O quarto dia do Vodafone Paredes de Coura 2022: dos ritmos eletrónicos de Kelly Lee Owens e The Blaze à ternura de Arlo Parks

Numa sexta-feira menos promissora, quando comparada com os restantes dias da programação, a estreia no festival das britânicas Arlo Parks e Kelly Lee Owens despertou o interesse de muitos, que se movimentaram igualmente em massa para o regresso da dupla francesa The Blaze à Praia Fluvial do Taboão.

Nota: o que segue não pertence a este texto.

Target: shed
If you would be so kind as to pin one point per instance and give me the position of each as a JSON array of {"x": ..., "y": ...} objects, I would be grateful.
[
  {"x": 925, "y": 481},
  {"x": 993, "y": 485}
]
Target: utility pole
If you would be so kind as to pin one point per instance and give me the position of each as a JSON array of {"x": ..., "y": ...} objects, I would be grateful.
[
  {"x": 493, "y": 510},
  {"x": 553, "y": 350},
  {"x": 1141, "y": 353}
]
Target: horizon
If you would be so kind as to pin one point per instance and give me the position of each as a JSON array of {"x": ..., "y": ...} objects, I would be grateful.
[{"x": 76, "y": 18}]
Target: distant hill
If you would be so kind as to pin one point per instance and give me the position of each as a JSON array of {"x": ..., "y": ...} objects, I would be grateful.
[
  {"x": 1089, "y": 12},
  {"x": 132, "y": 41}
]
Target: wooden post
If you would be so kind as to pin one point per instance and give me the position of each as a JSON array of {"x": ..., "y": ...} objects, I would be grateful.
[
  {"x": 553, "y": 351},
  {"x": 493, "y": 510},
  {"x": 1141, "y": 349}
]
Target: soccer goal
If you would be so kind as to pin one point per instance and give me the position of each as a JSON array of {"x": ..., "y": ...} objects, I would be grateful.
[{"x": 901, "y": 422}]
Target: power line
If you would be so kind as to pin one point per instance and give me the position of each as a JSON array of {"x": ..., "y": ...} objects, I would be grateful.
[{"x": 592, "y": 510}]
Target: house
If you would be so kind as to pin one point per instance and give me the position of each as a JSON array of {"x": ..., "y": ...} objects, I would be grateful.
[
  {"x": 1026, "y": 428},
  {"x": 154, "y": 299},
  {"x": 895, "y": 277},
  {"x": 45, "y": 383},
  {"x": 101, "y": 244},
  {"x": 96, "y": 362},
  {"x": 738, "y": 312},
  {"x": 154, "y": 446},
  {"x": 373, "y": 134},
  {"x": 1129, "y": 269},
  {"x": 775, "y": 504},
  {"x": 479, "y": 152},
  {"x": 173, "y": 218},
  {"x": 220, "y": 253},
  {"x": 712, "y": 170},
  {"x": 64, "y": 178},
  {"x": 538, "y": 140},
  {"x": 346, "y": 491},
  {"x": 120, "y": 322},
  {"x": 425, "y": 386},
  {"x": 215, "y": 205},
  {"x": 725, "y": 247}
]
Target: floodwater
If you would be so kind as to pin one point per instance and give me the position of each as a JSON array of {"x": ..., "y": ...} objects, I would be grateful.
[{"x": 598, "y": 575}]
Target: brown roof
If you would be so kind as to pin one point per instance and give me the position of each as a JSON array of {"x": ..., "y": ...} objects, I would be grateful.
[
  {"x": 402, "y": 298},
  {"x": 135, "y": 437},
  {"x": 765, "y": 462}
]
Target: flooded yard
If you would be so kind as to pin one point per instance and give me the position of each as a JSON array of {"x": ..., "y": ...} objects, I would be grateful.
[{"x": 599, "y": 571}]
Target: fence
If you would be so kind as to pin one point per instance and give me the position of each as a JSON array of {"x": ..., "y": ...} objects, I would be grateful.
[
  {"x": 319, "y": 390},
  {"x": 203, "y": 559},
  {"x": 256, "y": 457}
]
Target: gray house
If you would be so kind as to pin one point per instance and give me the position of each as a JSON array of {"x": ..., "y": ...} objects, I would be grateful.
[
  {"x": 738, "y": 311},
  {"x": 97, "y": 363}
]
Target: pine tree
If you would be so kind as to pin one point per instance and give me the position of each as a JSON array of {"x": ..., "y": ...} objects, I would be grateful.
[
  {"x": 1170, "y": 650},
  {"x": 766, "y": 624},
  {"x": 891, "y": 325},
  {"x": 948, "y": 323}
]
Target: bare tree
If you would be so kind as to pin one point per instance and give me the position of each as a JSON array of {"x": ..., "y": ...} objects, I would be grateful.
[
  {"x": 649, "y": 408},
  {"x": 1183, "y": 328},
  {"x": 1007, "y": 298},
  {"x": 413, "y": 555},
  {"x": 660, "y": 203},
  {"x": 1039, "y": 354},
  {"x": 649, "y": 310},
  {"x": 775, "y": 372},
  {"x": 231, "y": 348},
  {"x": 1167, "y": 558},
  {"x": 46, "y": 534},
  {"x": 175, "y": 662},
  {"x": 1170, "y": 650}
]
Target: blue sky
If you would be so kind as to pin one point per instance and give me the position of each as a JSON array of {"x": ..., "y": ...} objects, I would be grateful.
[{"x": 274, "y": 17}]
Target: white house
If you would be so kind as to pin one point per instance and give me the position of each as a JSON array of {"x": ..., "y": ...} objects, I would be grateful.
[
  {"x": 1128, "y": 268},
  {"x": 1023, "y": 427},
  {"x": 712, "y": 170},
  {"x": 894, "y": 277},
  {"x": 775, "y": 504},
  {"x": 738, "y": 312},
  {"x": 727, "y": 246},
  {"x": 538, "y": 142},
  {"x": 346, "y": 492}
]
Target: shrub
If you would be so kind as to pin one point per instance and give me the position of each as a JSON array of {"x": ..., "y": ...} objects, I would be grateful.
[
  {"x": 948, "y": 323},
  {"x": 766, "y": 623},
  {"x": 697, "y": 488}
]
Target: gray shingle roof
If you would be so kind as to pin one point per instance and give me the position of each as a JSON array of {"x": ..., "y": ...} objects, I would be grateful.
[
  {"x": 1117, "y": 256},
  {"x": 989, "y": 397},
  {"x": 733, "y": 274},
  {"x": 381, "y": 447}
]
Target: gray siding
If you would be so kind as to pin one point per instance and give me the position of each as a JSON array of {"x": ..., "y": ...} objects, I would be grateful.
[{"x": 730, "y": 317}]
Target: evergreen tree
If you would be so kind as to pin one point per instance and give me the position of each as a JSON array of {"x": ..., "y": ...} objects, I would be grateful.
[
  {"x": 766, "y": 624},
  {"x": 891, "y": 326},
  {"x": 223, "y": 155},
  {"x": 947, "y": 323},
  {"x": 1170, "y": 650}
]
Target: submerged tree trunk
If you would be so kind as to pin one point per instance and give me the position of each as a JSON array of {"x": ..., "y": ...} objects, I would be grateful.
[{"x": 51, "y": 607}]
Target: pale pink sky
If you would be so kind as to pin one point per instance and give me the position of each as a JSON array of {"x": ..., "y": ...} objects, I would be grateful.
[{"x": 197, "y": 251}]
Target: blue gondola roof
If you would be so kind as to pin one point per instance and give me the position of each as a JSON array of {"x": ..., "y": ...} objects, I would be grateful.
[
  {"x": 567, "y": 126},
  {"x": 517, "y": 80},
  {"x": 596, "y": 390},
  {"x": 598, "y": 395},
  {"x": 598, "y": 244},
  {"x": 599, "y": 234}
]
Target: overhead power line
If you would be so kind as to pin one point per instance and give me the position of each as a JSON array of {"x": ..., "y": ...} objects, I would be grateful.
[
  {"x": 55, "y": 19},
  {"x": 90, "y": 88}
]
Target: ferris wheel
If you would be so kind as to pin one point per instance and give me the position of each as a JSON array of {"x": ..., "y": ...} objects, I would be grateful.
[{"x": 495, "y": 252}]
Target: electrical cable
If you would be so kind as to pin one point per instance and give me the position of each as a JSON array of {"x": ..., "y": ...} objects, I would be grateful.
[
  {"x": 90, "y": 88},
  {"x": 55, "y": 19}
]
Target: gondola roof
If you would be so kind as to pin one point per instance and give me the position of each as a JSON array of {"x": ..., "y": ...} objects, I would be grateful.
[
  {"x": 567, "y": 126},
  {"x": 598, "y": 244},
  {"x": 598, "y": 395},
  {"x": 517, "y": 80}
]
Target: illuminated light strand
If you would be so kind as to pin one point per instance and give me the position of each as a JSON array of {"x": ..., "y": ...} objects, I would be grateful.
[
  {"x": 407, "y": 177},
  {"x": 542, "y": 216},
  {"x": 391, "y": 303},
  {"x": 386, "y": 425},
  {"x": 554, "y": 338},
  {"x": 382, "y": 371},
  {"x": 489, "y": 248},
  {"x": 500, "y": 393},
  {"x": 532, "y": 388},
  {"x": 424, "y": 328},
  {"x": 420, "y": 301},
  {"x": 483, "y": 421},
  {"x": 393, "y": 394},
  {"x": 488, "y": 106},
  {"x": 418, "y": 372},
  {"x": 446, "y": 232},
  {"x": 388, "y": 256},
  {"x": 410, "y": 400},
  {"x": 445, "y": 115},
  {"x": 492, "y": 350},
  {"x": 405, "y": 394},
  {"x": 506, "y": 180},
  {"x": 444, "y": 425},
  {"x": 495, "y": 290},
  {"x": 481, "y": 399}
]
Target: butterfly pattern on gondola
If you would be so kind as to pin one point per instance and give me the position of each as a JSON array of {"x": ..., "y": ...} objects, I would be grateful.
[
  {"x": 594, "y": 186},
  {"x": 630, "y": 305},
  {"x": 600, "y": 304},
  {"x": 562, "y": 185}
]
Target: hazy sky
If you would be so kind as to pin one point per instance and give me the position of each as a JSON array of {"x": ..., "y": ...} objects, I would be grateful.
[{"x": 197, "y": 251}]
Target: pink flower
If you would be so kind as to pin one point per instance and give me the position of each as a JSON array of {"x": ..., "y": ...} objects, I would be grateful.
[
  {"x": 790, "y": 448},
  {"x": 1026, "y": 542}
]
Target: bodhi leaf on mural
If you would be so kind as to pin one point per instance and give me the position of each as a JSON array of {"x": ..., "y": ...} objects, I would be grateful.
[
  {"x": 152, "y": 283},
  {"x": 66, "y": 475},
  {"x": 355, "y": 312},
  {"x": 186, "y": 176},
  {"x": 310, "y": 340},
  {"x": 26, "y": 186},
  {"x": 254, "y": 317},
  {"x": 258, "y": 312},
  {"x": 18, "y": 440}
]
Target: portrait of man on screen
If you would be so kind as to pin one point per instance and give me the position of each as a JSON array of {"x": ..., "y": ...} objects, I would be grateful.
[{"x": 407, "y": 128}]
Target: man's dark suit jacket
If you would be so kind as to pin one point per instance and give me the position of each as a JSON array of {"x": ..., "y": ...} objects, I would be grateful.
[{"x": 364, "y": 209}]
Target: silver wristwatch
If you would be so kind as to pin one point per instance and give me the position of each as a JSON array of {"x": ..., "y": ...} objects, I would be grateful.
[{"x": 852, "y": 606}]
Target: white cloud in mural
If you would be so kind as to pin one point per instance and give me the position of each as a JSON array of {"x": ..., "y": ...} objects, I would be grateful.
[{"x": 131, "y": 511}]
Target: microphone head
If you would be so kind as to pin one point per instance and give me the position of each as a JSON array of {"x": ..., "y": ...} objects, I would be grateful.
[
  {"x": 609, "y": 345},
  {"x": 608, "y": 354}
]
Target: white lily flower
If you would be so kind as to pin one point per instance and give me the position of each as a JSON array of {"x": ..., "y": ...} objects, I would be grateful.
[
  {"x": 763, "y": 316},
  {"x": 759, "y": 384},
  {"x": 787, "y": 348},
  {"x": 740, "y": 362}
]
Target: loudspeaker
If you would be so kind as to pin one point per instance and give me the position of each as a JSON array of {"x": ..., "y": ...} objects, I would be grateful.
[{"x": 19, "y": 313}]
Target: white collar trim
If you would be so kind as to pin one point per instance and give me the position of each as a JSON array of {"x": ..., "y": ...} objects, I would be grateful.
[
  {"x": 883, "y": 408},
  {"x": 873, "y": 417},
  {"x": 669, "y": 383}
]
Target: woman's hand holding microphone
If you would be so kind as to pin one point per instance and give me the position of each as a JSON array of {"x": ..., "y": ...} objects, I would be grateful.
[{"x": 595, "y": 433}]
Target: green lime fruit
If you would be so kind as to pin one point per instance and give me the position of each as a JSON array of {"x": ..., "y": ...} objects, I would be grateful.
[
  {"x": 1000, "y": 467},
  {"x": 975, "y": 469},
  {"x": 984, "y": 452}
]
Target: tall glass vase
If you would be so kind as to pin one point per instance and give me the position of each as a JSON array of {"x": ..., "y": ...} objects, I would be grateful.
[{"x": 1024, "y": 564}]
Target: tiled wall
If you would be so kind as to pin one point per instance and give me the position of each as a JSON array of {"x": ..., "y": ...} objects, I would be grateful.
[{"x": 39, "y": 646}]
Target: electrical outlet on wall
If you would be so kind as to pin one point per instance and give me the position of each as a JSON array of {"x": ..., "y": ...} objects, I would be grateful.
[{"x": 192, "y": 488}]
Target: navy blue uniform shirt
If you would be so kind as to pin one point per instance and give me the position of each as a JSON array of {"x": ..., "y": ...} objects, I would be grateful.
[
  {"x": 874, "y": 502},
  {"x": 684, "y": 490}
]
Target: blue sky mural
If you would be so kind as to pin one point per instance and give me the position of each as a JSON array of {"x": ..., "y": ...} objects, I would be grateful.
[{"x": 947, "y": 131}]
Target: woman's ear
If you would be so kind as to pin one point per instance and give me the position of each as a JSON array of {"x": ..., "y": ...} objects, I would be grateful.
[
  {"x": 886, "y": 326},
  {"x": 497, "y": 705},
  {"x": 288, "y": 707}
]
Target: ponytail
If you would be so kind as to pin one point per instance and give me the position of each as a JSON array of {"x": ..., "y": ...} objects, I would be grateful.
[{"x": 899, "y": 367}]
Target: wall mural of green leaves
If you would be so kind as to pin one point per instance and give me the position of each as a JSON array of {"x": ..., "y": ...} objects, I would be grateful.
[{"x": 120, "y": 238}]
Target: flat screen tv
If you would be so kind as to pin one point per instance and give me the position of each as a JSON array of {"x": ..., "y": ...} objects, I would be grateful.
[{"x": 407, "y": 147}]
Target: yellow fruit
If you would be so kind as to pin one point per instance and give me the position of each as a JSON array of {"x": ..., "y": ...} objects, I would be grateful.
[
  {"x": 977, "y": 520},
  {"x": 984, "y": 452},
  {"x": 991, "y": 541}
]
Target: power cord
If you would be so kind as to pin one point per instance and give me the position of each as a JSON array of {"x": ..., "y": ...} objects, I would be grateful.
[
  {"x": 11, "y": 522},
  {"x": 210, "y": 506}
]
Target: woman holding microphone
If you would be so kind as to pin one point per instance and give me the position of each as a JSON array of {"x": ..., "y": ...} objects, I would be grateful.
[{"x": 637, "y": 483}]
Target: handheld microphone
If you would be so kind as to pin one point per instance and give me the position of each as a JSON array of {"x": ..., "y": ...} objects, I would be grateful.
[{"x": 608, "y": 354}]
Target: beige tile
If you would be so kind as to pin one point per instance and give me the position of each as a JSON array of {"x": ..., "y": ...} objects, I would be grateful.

Ao fim de três dias carregados de entusiasmo (e de uma quinta-feira dominada pela agitação de Turnstile e Parquet Courts), a 28ª edição do Vodafone Paredes de Coura dava assim início à sua segunda metade. As brisas noturnas e as constantes oscilações meteorológicas iam, finalmente, sendo substituídas por temperaturas mais agradáveis para noites de verão. O cansaço já começava a exercer um poder reforçado no corpo, as noites longas já faziam mossa. Porém, e como é típico nos festivais de verão, as memórias associadas ao que já ocorreu nesta nova passagem pelo “couraíso” e as expectativas acerca do que ainda está para vir sempre foram um dos remédios mais efetivos para esta patologia.

O quarto dia da programação deste ano aparentava ser, à partida, menos apelativo do que o restante cartaz – isso também se fez sentir na afluência ao recinto. As mudanças nos horários, provocadas pelo cancelamento da atuação dos australianos King Gizzard & The Lizard Wizard no segundo dia do festival, só vieram aumentar esta discrepância entre as diferentes partes da programação. O regresso dos canadianos BADBADNOTGOOD ao anfiteatro natural de Coura viu-se adiantado dois dias, provocando a maior quebra de atratividade dentro do conjunto de artistas desta sexta-feira. Para preencher este espaço subitamente vago, a organização escolheu promover Kelly Lee Owens do palco Vodafone FM para o Vodafone – já lá iremos ao resultado desta alteração.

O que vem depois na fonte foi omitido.